Avec 9 ans de retard et en pleine crise, le nouvel aéroport de Berlin entre en service

Les Berlinois n’y croyaient plus: leur nouvel aéroport accueille ce samedi ses premiers avions, avec neuf ans de retard sur le calendrier et des inquiétudes majeures au moment où le secteur aérien subit la pire crise de son histoire.

‘Nous sommes prêts à décoller!’, assure la direction de la plateforme qui va remplacer les deux actuels aéroports de la capitale allemande, Tegel et Schönefeld. Satisfaction mais pas de triomphalisme: la construction du ‘BER’, débutée en 2006, s’est transformée en parcours du combattant, le chantier enchaînant défaillances, négligences et retards.

Crise sanitaire et climatique

L’aéroport, situé au sud-est de la capitale, aurait initialement dû être inauguré en 2011. Devenu un gouffre financier et la risée des Berlinois, il démarre ses activités alors que la pandémie de Covid-19 a fait plonger le trafic aérien mondial.

Comme si la crise sanitaire ne suffisait pas, le spectre de la crise climatique jette son ombre: des actions de ‘désobéissance civile’ ont été annoncées pour l’inauguration par le collectif écologiste ‘Extinction Rebellion’ qui dénonce l’impact de l’aviation sur le réchauffement.

Dans ce contexte, ‘nous ouvrirons simplement, on ne fera pas de fête’, avait expliqué le président de la société gestionnaire des aéroports de Berlin, Engelbert Lütke-Daldrup.

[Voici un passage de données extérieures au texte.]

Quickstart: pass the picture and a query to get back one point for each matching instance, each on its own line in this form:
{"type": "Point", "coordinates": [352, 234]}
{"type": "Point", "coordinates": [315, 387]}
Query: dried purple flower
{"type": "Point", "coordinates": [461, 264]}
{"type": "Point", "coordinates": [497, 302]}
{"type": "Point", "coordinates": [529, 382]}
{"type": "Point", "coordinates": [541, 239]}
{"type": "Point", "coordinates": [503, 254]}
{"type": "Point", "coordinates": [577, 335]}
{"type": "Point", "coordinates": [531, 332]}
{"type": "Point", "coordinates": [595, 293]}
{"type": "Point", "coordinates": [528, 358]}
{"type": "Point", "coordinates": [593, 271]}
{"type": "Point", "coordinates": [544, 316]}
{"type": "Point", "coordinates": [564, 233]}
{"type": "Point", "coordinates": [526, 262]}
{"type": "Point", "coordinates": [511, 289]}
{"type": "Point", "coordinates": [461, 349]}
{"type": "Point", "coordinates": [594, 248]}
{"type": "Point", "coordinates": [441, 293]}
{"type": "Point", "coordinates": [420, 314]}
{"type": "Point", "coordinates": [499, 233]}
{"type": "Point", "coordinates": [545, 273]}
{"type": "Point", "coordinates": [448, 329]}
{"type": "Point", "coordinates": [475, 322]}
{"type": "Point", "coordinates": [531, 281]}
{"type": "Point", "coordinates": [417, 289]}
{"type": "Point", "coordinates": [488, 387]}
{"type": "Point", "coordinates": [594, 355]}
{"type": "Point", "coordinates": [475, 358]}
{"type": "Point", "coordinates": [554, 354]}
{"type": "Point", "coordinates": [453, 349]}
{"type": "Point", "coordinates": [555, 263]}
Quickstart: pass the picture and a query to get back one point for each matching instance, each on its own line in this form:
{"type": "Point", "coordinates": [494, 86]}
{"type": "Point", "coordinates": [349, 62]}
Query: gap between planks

Lufthansa et Easyjet seront les deux premières compagnies à poser des avions, annoncés en début d’après-midi, sur le tarmac du troisième aéroport du pays, après Francfort et Munich.

‘Horaires d’ouverture réduits’

Dans le terminal 1, deux cents employés se sont activés pour désinfecter les 360.000 m2 du complexe, quelques jours avant l’ouverture. Une centaine de distributeurs de gel hydroalcoolique ont été installés, et des robots nettoient inlassablement les sols.

Suspendu au plafond, le ‘tapis magique’, une monumentale oeuvre de l’artiste américaine Pae White, apporte une touche de couleur rouge carmin au hall encore vide.

Les exploitants ont tablé sur le transit de 27 millions de personnes par an pour le terminal 1, le seul à ouvrir ce samedi. Mais en novembre, à cause de la pandémie, seules 20% des capacités de vol normales sont prévues.

Le terminal 2 restera fermé jusqu’au printemps 2021.

Et une quinzaine de boutiques et restaurants n’ouvriront pas en ce jour d’inauguration, en raison de la crise. Les boutiques restantes pourront adopter des ‘horaires d’ouverture réduits’, à cause de la faible fréquentation dans l’aéroport, a précisé à l’AFP un porte-parole.

6,5 milliards

De quoi donner des sueurs froides aux gestionnaires de la plateforme, dont le coût initial, estimé à 1,7 milliard d’euros, a déjà grimpé à 6,5 milliards.

Pour aider l’aéroport et assurer l’avenir des 20.000 personnes qui doivent, à terme, y travailler, les autorités ont débloqué 300 millions d’euros d’aides financières pour l’année 2020. D’autres aides seront sans doute nécessaires, a prévenu mardi le ministre des Transports Andreas Scheuer. Il faut dire que la crise a déjà des conséquences sur l’emploi: les aéroports berlinois ont annoncé fin juillet la suppression de 400 postes, sur 2.100.

Dans la région du Brandebourg, limitrophe de Berlin, où l’aéroport représente une promesse de développement, les acteurs locaux tentent de rester optimistes.

‘Aucun hôtel n’a pour le moment décalé ses projets d’investissements à cause de la pandémie’, se rassure le président de la branche locale du syndicat de l’hôtellerie/restauration (DEHOGA), Olaf Lücke.

Les chantiers pour la construction de deux complexes hôteliers de 14.000 m2 ont débuté en septembre, pour une ouverture en 2022.

Le constructeur automobile américain Tesla, anticipant l’ouverture du BER, construit non loin de là sa première usine européenne qui doit employer 40.000 personnes.

‘Avoir de nouvelles infrastructures modernes sera de toute façon bénéfique, malgré la pandémie’, assure le représentant du patronat dans la région, Carsten Broenstrup. Mais ‘si il n’y a pas rapidement un vaccin, cela sera un très gros problème’, s’inquiète-t-il.